SPRINGFIELD, Mass. (WWLP) – On the heels of several large drug busts in Springfield, West Springfield and Holyoke, there’s a push for bail reform.
Over the past 30 days more than 53,000 bags of heroin have been taken off the streets. Several high-level drug dealers and traffickers are off the street, but for how long?
“Five out of the six heavy hitters made bail. Back on the streets. They weren’t huge amounts of bail. Where did that money come from? Dirty money?” asked Springfield Mayor Domenic Sarno.
City leaders and law enforcement officials are renewing their passionate call for reform of the justice system.
“I sometimes think the whole justice system is fractured. It doesn’t work very well.

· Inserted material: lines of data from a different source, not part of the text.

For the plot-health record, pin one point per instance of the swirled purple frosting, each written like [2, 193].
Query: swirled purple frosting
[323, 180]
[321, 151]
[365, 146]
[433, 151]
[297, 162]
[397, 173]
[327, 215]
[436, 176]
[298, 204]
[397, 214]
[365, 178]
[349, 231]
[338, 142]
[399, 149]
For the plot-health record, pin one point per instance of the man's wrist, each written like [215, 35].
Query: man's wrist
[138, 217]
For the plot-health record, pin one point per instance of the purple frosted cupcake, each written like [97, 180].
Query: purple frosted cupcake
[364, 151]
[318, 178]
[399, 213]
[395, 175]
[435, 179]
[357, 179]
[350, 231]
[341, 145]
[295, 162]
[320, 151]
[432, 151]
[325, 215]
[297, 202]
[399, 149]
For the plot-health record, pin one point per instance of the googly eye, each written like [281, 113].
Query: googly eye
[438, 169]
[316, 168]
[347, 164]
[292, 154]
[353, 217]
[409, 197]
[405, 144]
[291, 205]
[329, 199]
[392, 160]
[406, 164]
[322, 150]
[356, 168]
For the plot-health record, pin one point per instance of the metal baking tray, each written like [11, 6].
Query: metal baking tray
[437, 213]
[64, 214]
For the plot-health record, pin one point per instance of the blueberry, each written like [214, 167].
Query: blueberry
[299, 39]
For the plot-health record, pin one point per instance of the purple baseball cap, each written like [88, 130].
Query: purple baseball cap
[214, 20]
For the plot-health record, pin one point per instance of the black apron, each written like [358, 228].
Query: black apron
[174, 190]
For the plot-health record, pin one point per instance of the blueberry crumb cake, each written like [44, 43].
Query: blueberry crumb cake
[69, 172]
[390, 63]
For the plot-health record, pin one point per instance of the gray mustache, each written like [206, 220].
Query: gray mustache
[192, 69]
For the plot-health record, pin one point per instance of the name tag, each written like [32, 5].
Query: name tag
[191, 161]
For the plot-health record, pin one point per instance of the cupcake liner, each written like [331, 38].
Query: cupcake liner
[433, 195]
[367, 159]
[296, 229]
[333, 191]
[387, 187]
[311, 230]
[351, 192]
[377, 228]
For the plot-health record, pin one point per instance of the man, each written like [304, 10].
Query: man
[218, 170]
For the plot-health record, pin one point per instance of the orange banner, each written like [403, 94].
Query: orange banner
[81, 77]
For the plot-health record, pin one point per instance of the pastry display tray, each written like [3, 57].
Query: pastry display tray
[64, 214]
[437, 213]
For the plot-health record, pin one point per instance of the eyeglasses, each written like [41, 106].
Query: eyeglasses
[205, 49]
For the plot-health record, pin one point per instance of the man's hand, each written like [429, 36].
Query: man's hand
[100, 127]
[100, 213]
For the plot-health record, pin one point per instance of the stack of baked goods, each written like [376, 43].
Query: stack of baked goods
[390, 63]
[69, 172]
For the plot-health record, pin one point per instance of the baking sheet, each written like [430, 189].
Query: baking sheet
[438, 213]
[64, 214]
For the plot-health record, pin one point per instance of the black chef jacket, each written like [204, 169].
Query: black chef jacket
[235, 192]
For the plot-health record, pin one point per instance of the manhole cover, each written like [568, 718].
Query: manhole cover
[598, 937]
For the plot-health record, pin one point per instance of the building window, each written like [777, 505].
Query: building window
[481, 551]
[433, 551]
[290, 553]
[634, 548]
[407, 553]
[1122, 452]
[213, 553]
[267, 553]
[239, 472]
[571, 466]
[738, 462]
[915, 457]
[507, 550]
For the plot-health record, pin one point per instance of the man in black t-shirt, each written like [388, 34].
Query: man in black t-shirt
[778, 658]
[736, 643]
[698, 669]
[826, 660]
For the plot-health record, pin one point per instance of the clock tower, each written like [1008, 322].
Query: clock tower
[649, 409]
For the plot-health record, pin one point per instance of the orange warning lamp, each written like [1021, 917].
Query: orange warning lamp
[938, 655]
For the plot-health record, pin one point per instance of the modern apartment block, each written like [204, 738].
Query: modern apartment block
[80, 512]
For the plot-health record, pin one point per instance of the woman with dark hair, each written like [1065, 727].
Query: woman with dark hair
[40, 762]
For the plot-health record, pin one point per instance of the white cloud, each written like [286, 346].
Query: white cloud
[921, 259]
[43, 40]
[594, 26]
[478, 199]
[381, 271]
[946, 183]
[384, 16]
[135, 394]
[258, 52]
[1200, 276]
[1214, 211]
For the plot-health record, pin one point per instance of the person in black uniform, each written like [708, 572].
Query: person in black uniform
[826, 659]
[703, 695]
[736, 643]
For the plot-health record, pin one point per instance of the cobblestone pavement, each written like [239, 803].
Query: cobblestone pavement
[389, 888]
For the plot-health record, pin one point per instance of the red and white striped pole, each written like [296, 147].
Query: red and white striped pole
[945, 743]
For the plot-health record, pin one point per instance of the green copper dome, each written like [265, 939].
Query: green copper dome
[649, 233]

We have repeat offenders who we re-arrest,” said Holyoke Police Chief James Neiswanger.
Judges are limited by state statute on what they can impose for bail, but District Attorney Anthony Gulluni told 22News they do have some freedom.
“Judges here to a large extent do a very good job and operate on the law and through their experiences to do the best job they can and make sound decisions, but sometimes we disagree with those decision and we think they are counter to our interest for public safety,” said D.A. Gulluni.
That’s why D.A. Gulluni, along with Mayor Sarno and others drafted legislation in 2015 that would give state prosecutors the right to appeal what they consider a bad bail decision just like a defendant.
“It pains me when I continue to see on my hot list reports, repeat violent offenders who we are picking up and the system for whatever rhyme or reason is letting go. They said change the law. I put it in writing now,” remarked Mayor Sarno.
That proposal is still pending at the State House. District Attorney Gulluni said they remain committed to locking up repeat violent offenders while getting addicts the help they need to get clean.